When a child has an experience of the kind which it is useful to baptize by saying that "O looks red to junior," what is really going on is that O is causing Junior to sense redly. Junior is directly aware of this sensing redly. Therefore, he is aware of it as having a categorial status C. (Sellars, 1981, 11)

Immediately after this passage Sellars formulates the doctrine he calls the myth of the categorial given. It is plain from Sellars's explanation of this doctrine in the passage just quoted that the category in question is a metaphysical category, the category of being a property of an experience rather than of a physical object. So the doctrine of the categorial given is, for Sellars, the doctrine that O'Shea labels as "absurd" in note 18. It is indeed absurd, as Sellars intends us to see immediately, that is why he has wanted to saddle his Firthean opponent with it. What this means is that the original myth, the one that says no knowledge of sorts of any kind, even the oft-mentioned red, round bulgy kind, can be given is a different myth. To refute this myth requires a strong argument offering much more against the empiricist than the simple observation, doubted by no-one, that metaphysical categories are not simply given in experience. Although Sellars rightly claims that pointing out the falsity of the myth of the categorically given (in my sense) is a basic aim of the original argument in EPM, he cannot rightly claim that it is the only aim: there has to be more to the original argument. Unfortunately, O'Shea leaves his readers at sea concerning what that might be.

References

Sellars, Wilfrid. (1963) Science Perception and Reality, London: Routledge and Kegan Paul. [References to papers that appear as chapters in this volume, for example, chapter 4, p. 109, are referenced thus: "(Sellars, 1963(4), 109)"]

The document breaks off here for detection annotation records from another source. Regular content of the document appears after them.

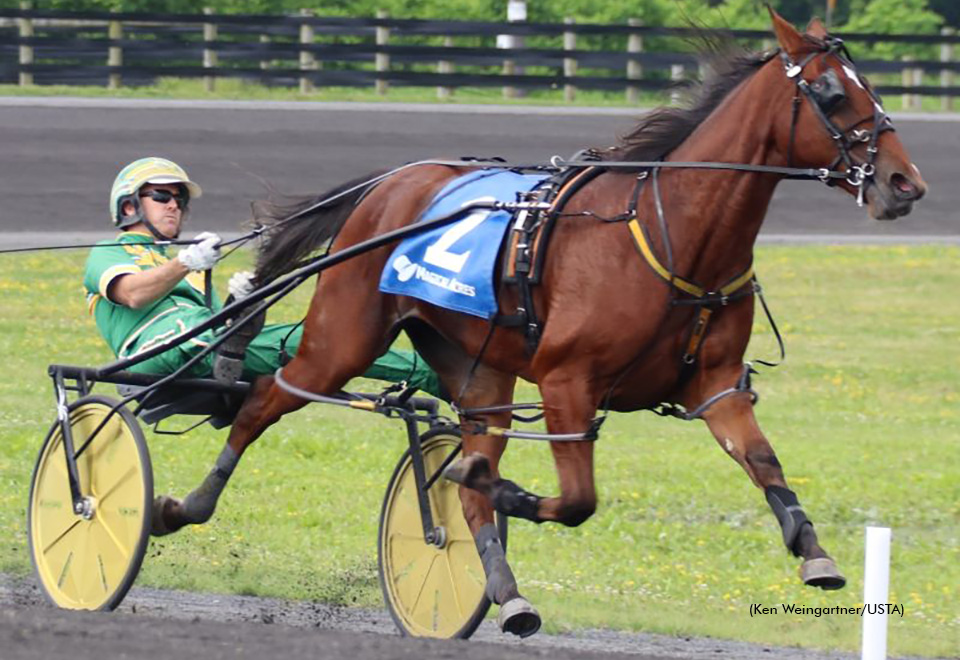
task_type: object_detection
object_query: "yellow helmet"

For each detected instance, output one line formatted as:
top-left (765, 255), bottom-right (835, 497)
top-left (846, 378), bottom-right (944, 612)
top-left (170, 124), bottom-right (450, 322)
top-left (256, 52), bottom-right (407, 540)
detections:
top-left (110, 156), bottom-right (203, 228)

Sellars, Wilfrid. (1976) "Is Scientific Realism Tenable?" (presented at a symposium at the 1976 Philosophy of Science Association Meeting in Chicago). Published in Volume II, Proceedings of PSA: 307-34.

Sellars, Wilfrid. (1981) "Foundations for a Metaphysics of Pure Process," (The Carus Lectures), The Monist 64: 3-90.

Van Fraassen, Bas. (1975) "Wilfrid Sellars on Scientific Realism," Dialogue 14: 606-16.

Van Fraassen, Bas. (1980) The Scientific Image, Oxford: Oxford University Press.



[1] References to the O'Shea book will be page numbers in parentheses. References to "Empiricism and the Philosophy of Mind" (Sellars, 1963(5)) will be as "EPM." Other references will be in the usual APA style.

[2] This is a reference to "Truth and Correspondence," Journal of Philosophy 59: 29-56. Reprinted in Sellars, 1963(6).

[3] The reference is to O'Shea, James R. (2006) 'On the Structure of Sellars's Naturalism with a Normative Turn,' delivered at University College London, conference in honour of the fiftieth anniversary of Sellars's delivery of the EPM lectures in London. (Available online at: http://philosophy.sas.ac.uk/Empiricism_Mind_Sellars.htm.) Publication forthcoming as of 2007.

[4] See Van Fraasen, 1975; Sellars, 1976; Van Fraassen, 1980.